Here are a few of my favorite reusable products, if you’re in the market:

Glass containers
Perfect for storing leftovers in the fridge. They’re clear so you can see what’s in them and they’re easy to stack. Plus, I love the satisfying click of snapping on the lids… that’s how you know they’re airtight! These ones in particular are great for meal prep.

Mason jars
These guys are perfect for storing sauces, dressings, pickles… you name it. I particularly like making dressings in these… toss in all your ingredients, screw on the lid, shake, and voila!

Bee’s Wrap
These wax coated wraps are a great alternative to plastic wrap—you simply use the warmth of your hands to soften the wrap and create a seal. They’re washable and last for about a year… and when they’ve reached the end of their life (RIP, little Bee’s Wrap) they’re compostable.

Produce preserving bags
These bad boys are a game changer! They make fruits and veggies last so much longer and can be used multiple times. So helpful for stretching the shelf life of your produce, giving you a little more wiggle room to work with.

Reusable produce bags
These little mesh bags are a nice replacement for the plastic green ones at the grocery store.
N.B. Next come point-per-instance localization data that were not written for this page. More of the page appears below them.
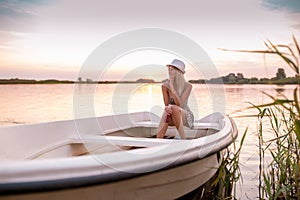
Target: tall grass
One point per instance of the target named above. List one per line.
(279, 178)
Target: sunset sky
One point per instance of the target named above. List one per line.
(43, 39)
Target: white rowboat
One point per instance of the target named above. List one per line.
(110, 157)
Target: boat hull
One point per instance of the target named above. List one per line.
(170, 183)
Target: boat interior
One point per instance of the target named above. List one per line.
(51, 141)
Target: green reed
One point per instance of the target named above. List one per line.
(279, 178)
(223, 184)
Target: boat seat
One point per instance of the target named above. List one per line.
(122, 141)
(197, 125)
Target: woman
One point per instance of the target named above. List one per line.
(176, 92)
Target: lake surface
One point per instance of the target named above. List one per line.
(26, 104)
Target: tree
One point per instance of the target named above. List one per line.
(280, 74)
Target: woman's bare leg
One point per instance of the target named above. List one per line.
(177, 119)
(163, 126)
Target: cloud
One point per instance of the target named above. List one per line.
(19, 15)
(291, 5)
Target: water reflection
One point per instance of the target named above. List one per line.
(280, 90)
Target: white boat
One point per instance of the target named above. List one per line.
(111, 157)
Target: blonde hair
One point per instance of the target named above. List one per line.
(179, 82)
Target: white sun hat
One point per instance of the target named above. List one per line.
(178, 64)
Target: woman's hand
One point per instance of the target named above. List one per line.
(168, 109)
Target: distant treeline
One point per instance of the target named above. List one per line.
(231, 78)
(31, 81)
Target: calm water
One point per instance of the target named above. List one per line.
(25, 104)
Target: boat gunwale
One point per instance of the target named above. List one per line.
(85, 181)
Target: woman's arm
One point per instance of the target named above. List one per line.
(180, 100)
(165, 95)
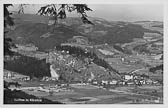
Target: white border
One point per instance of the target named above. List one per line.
(165, 2)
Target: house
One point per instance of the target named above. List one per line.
(104, 82)
(52, 20)
(113, 82)
(128, 77)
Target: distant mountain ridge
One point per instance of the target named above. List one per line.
(35, 29)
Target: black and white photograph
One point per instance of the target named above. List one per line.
(81, 53)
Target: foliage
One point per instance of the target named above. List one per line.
(8, 21)
(59, 11)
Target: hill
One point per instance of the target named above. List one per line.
(35, 29)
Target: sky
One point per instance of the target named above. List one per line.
(115, 12)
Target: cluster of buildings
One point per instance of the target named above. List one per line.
(15, 76)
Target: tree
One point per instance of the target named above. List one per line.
(8, 21)
(58, 11)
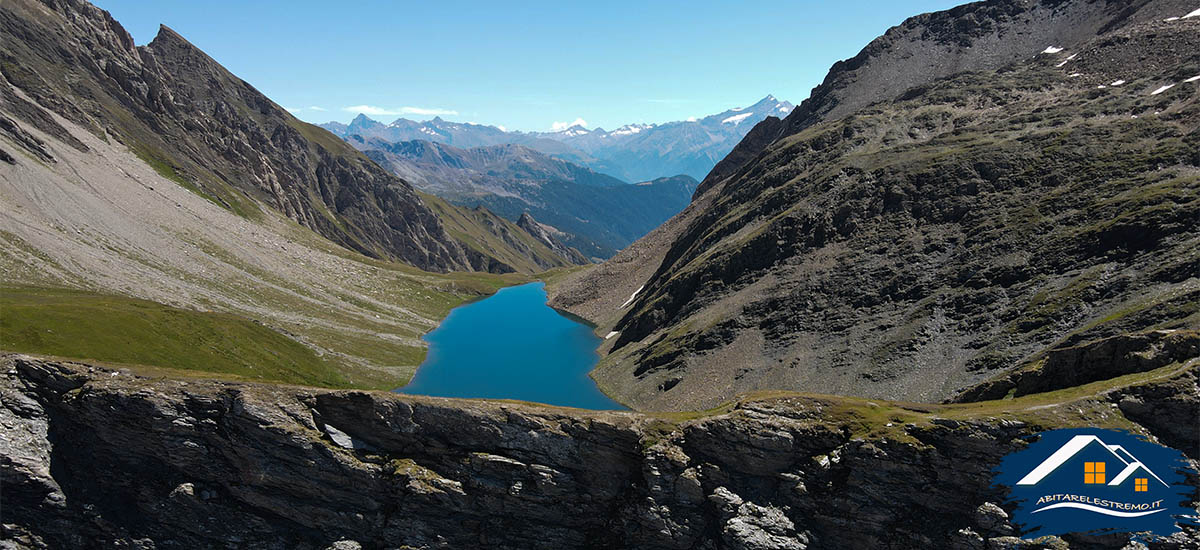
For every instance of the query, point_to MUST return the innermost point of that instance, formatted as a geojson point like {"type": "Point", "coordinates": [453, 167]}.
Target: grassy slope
{"type": "Point", "coordinates": [109, 328]}
{"type": "Point", "coordinates": [474, 228]}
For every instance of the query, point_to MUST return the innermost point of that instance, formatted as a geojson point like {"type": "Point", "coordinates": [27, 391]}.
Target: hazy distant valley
{"type": "Point", "coordinates": [831, 322]}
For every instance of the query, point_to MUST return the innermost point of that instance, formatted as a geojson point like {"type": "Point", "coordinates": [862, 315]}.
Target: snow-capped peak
{"type": "Point", "coordinates": [736, 119]}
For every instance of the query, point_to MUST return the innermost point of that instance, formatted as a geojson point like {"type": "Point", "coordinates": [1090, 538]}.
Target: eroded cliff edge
{"type": "Point", "coordinates": [99, 458]}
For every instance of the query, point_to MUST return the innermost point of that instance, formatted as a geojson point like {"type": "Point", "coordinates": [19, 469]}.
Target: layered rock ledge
{"type": "Point", "coordinates": [102, 458]}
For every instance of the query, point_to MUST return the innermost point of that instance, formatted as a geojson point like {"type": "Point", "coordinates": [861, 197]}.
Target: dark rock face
{"type": "Point", "coordinates": [923, 244]}
{"type": "Point", "coordinates": [101, 459]}
{"type": "Point", "coordinates": [198, 124]}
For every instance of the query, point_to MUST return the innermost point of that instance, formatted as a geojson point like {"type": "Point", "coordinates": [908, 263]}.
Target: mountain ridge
{"type": "Point", "coordinates": [595, 214]}
{"type": "Point", "coordinates": [633, 151]}
{"type": "Point", "coordinates": [856, 253]}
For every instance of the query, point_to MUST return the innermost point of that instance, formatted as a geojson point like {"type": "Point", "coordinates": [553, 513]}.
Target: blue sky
{"type": "Point", "coordinates": [523, 65]}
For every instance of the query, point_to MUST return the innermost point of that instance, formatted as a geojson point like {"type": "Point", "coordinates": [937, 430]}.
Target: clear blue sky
{"type": "Point", "coordinates": [528, 64]}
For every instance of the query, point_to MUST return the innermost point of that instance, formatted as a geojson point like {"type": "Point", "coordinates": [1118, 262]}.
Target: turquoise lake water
{"type": "Point", "coordinates": [511, 345]}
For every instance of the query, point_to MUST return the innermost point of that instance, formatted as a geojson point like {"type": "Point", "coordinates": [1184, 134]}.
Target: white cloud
{"type": "Point", "coordinates": [301, 109]}
{"type": "Point", "coordinates": [561, 126]}
{"type": "Point", "coordinates": [370, 109]}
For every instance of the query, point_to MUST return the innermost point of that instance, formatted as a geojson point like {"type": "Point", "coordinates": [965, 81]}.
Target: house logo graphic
{"type": "Point", "coordinates": [1096, 480]}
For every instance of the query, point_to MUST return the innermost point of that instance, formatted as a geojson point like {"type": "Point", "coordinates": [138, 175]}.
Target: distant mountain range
{"type": "Point", "coordinates": [631, 153]}
{"type": "Point", "coordinates": [594, 213]}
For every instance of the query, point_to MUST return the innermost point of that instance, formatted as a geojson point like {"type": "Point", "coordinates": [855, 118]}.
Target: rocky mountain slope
{"type": "Point", "coordinates": [202, 126]}
{"type": "Point", "coordinates": [633, 153]}
{"type": "Point", "coordinates": [910, 247]}
{"type": "Point", "coordinates": [593, 213]}
{"type": "Point", "coordinates": [113, 255]}
{"type": "Point", "coordinates": [523, 245]}
{"type": "Point", "coordinates": [96, 458]}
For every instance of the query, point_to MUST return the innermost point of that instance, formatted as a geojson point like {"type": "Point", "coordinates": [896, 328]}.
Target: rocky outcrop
{"type": "Point", "coordinates": [204, 127]}
{"type": "Point", "coordinates": [1103, 359]}
{"type": "Point", "coordinates": [546, 235]}
{"type": "Point", "coordinates": [928, 243]}
{"type": "Point", "coordinates": [95, 458]}
{"type": "Point", "coordinates": [976, 36]}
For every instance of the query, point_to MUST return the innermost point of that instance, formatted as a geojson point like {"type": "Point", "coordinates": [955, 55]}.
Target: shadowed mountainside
{"type": "Point", "coordinates": [927, 243]}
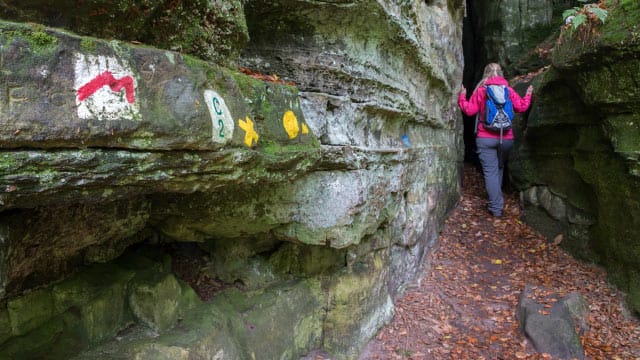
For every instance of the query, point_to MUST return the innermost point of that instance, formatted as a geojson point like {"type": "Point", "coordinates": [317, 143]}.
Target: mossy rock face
{"type": "Point", "coordinates": [359, 285]}
{"type": "Point", "coordinates": [155, 301]}
{"type": "Point", "coordinates": [582, 140]}
{"type": "Point", "coordinates": [210, 30]}
{"type": "Point", "coordinates": [279, 322]}
{"type": "Point", "coordinates": [30, 311]}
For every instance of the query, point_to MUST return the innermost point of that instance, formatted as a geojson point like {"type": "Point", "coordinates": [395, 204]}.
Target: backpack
{"type": "Point", "coordinates": [498, 111]}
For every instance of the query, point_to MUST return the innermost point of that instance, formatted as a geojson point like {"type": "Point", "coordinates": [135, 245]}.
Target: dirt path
{"type": "Point", "coordinates": [464, 307]}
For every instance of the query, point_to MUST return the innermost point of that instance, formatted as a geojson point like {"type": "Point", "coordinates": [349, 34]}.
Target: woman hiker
{"type": "Point", "coordinates": [493, 147]}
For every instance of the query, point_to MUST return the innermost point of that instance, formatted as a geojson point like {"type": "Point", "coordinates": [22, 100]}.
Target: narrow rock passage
{"type": "Point", "coordinates": [464, 307]}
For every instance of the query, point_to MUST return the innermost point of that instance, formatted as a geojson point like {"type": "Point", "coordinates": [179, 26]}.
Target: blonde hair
{"type": "Point", "coordinates": [491, 70]}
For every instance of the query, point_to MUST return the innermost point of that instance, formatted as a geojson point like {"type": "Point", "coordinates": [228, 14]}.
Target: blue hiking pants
{"type": "Point", "coordinates": [492, 157]}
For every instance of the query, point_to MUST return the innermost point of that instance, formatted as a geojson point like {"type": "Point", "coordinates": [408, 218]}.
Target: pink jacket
{"type": "Point", "coordinates": [476, 105]}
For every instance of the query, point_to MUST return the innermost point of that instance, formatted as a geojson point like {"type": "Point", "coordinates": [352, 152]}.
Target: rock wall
{"type": "Point", "coordinates": [315, 195]}
{"type": "Point", "coordinates": [577, 163]}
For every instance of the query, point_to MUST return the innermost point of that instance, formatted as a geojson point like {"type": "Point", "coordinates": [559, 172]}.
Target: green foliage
{"type": "Point", "coordinates": [582, 14]}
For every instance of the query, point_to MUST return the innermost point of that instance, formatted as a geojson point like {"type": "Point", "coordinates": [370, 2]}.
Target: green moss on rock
{"type": "Point", "coordinates": [30, 311]}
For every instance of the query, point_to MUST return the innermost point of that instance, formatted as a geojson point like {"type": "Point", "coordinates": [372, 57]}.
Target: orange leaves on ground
{"type": "Point", "coordinates": [465, 306]}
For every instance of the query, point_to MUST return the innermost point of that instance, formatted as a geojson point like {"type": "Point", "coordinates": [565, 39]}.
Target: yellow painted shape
{"type": "Point", "coordinates": [250, 134]}
{"type": "Point", "coordinates": [290, 123]}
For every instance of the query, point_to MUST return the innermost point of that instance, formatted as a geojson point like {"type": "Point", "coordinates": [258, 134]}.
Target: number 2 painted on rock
{"type": "Point", "coordinates": [221, 119]}
{"type": "Point", "coordinates": [221, 132]}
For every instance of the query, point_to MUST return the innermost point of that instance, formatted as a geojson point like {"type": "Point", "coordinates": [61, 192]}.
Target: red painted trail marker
{"type": "Point", "coordinates": [107, 79]}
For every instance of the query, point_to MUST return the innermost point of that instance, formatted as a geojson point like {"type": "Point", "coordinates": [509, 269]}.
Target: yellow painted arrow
{"type": "Point", "coordinates": [250, 136]}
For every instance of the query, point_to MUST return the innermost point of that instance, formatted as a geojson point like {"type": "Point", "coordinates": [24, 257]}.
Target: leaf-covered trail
{"type": "Point", "coordinates": [464, 307]}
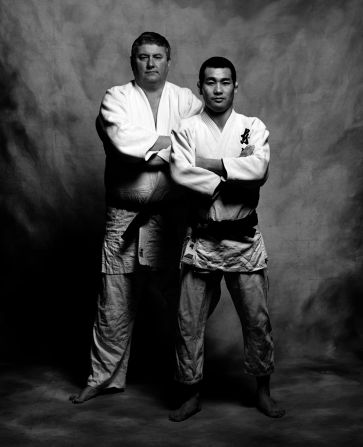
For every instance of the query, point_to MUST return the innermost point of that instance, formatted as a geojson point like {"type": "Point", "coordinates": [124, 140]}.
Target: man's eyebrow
{"type": "Point", "coordinates": [148, 54]}
{"type": "Point", "coordinates": [211, 78]}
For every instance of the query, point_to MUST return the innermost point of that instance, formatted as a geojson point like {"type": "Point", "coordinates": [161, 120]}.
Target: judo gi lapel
{"type": "Point", "coordinates": [162, 118]}
{"type": "Point", "coordinates": [221, 139]}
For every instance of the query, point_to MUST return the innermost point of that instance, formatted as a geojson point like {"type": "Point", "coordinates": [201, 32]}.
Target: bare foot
{"type": "Point", "coordinates": [186, 410]}
{"type": "Point", "coordinates": [268, 406]}
{"type": "Point", "coordinates": [86, 394]}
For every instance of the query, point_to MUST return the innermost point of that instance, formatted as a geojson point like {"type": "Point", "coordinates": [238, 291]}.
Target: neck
{"type": "Point", "coordinates": [220, 118]}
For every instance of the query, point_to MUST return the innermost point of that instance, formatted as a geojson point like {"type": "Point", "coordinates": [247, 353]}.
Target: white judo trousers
{"type": "Point", "coordinates": [129, 131]}
{"type": "Point", "coordinates": [224, 240]}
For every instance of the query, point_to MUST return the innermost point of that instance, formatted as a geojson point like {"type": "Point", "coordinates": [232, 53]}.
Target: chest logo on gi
{"type": "Point", "coordinates": [245, 136]}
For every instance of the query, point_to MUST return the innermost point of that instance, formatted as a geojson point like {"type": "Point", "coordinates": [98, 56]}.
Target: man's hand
{"type": "Point", "coordinates": [162, 142]}
{"type": "Point", "coordinates": [248, 150]}
{"type": "Point", "coordinates": [157, 163]}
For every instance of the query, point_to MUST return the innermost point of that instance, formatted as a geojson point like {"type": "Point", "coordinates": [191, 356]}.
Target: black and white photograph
{"type": "Point", "coordinates": [181, 203]}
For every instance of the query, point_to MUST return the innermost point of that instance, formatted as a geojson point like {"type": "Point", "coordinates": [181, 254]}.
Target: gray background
{"type": "Point", "coordinates": [299, 66]}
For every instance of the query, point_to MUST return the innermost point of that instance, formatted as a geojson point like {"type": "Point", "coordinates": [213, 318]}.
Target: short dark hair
{"type": "Point", "coordinates": [217, 62]}
{"type": "Point", "coordinates": [149, 37]}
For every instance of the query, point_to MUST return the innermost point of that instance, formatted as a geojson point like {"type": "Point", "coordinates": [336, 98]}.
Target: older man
{"type": "Point", "coordinates": [140, 244]}
{"type": "Point", "coordinates": [222, 158]}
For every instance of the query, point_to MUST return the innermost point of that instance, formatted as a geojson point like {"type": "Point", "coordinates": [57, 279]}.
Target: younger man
{"type": "Point", "coordinates": [222, 158]}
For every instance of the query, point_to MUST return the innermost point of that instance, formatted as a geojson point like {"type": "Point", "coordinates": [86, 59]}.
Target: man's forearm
{"type": "Point", "coordinates": [211, 164]}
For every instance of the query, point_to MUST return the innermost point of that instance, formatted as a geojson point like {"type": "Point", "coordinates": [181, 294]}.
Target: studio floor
{"type": "Point", "coordinates": [323, 400]}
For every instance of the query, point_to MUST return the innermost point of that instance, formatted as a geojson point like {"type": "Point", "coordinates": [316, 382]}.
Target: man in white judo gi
{"type": "Point", "coordinates": [140, 244]}
{"type": "Point", "coordinates": [222, 158]}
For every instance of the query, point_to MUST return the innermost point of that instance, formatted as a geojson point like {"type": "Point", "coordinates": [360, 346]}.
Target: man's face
{"type": "Point", "coordinates": [150, 65]}
{"type": "Point", "coordinates": [218, 89]}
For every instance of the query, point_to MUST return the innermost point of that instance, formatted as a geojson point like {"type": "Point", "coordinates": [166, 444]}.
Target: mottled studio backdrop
{"type": "Point", "coordinates": [300, 68]}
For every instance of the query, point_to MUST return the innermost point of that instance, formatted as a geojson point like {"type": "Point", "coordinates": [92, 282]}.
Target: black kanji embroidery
{"type": "Point", "coordinates": [245, 136]}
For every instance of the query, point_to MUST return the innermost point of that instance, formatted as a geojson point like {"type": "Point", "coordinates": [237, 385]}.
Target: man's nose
{"type": "Point", "coordinates": [218, 88]}
{"type": "Point", "coordinates": [150, 62]}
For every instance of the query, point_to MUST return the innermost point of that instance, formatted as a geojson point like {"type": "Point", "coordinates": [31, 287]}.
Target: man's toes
{"type": "Point", "coordinates": [278, 413]}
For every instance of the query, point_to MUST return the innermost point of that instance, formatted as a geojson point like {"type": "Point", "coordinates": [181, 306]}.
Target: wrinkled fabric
{"type": "Point", "coordinates": [127, 129]}
{"type": "Point", "coordinates": [200, 293]}
{"type": "Point", "coordinates": [118, 302]}
{"type": "Point", "coordinates": [235, 195]}
{"type": "Point", "coordinates": [157, 246]}
{"type": "Point", "coordinates": [246, 255]}
{"type": "Point", "coordinates": [232, 197]}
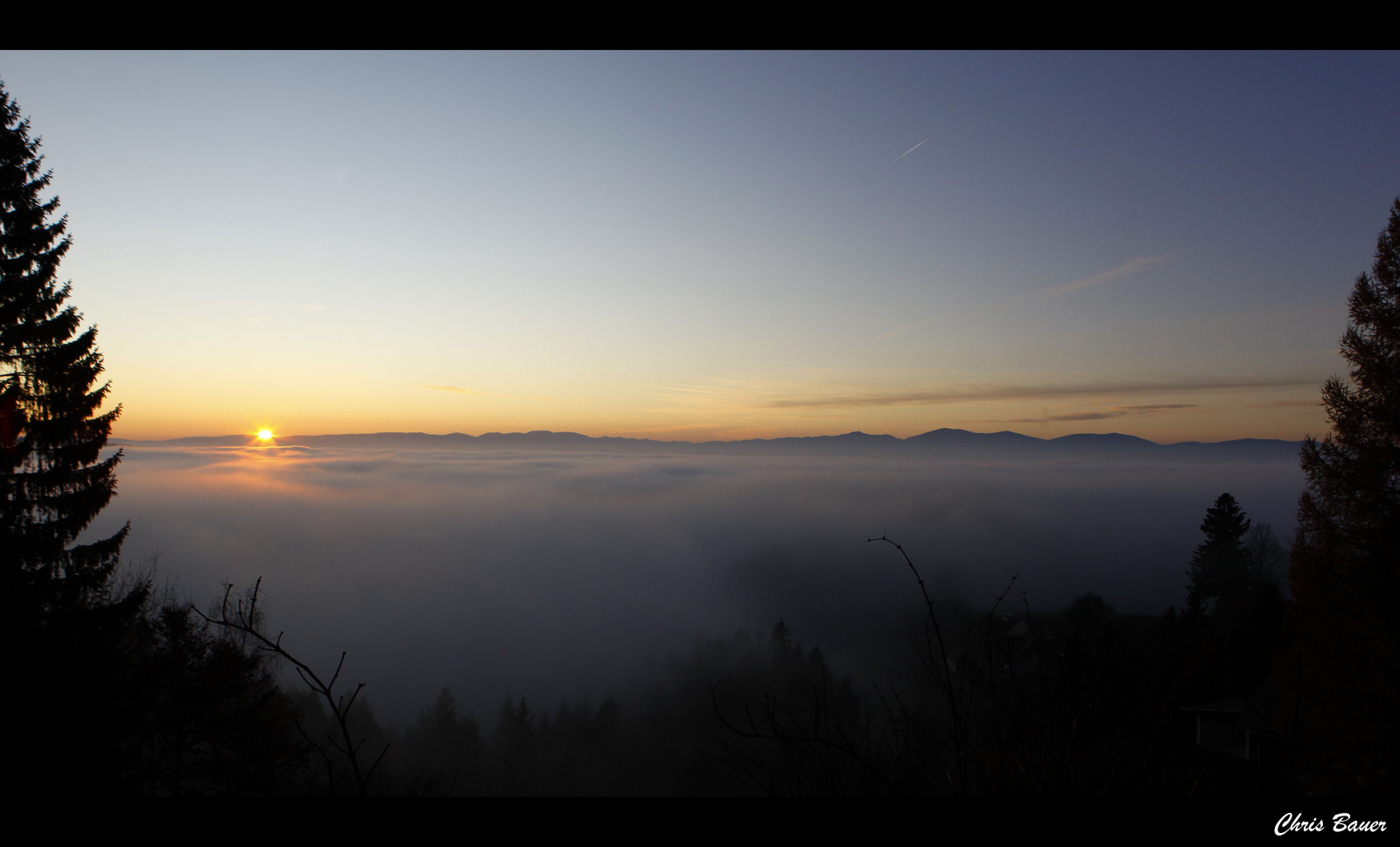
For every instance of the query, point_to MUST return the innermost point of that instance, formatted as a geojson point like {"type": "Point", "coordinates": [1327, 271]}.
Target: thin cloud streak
{"type": "Point", "coordinates": [1026, 392]}
{"type": "Point", "coordinates": [1115, 412]}
{"type": "Point", "coordinates": [910, 150]}
{"type": "Point", "coordinates": [1126, 270]}
{"type": "Point", "coordinates": [508, 396]}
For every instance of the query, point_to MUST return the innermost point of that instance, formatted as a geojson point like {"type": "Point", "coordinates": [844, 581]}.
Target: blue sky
{"type": "Point", "coordinates": [718, 245]}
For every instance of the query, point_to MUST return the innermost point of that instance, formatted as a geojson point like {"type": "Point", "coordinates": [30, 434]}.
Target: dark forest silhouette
{"type": "Point", "coordinates": [125, 690]}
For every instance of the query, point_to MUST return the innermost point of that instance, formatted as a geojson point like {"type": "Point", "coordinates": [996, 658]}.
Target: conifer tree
{"type": "Point", "coordinates": [52, 478]}
{"type": "Point", "coordinates": [1220, 566]}
{"type": "Point", "coordinates": [1346, 560]}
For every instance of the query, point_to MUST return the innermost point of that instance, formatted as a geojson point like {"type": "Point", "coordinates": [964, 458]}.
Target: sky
{"type": "Point", "coordinates": [718, 245]}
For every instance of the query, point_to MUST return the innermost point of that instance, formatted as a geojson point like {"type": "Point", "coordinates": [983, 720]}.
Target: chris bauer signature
{"type": "Point", "coordinates": [1340, 822]}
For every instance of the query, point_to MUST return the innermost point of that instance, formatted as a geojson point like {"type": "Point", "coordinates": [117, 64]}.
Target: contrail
{"type": "Point", "coordinates": [907, 151]}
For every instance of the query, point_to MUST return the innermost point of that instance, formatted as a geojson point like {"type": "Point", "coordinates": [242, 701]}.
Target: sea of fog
{"type": "Point", "coordinates": [548, 574]}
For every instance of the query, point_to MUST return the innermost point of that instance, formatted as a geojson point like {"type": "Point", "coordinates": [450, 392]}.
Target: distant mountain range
{"type": "Point", "coordinates": [945, 443]}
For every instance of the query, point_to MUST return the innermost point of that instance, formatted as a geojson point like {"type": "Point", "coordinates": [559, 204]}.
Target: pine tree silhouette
{"type": "Point", "coordinates": [69, 682]}
{"type": "Point", "coordinates": [52, 476]}
{"type": "Point", "coordinates": [1344, 669]}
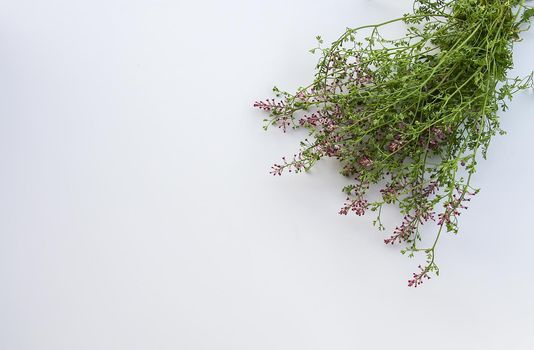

And they’re washable! YAS.

What are your favorite reusable food storage products? Any other tips to share on keeping produce fresh and making the most out of your grocery story haul? Share in the comments below! And enjoy those delicious fruits and veggies, you health goddess, you 😉

Reference: A-Z Food Storage Guide, Eureka Recycling’s Make Dinner Not Waste Program.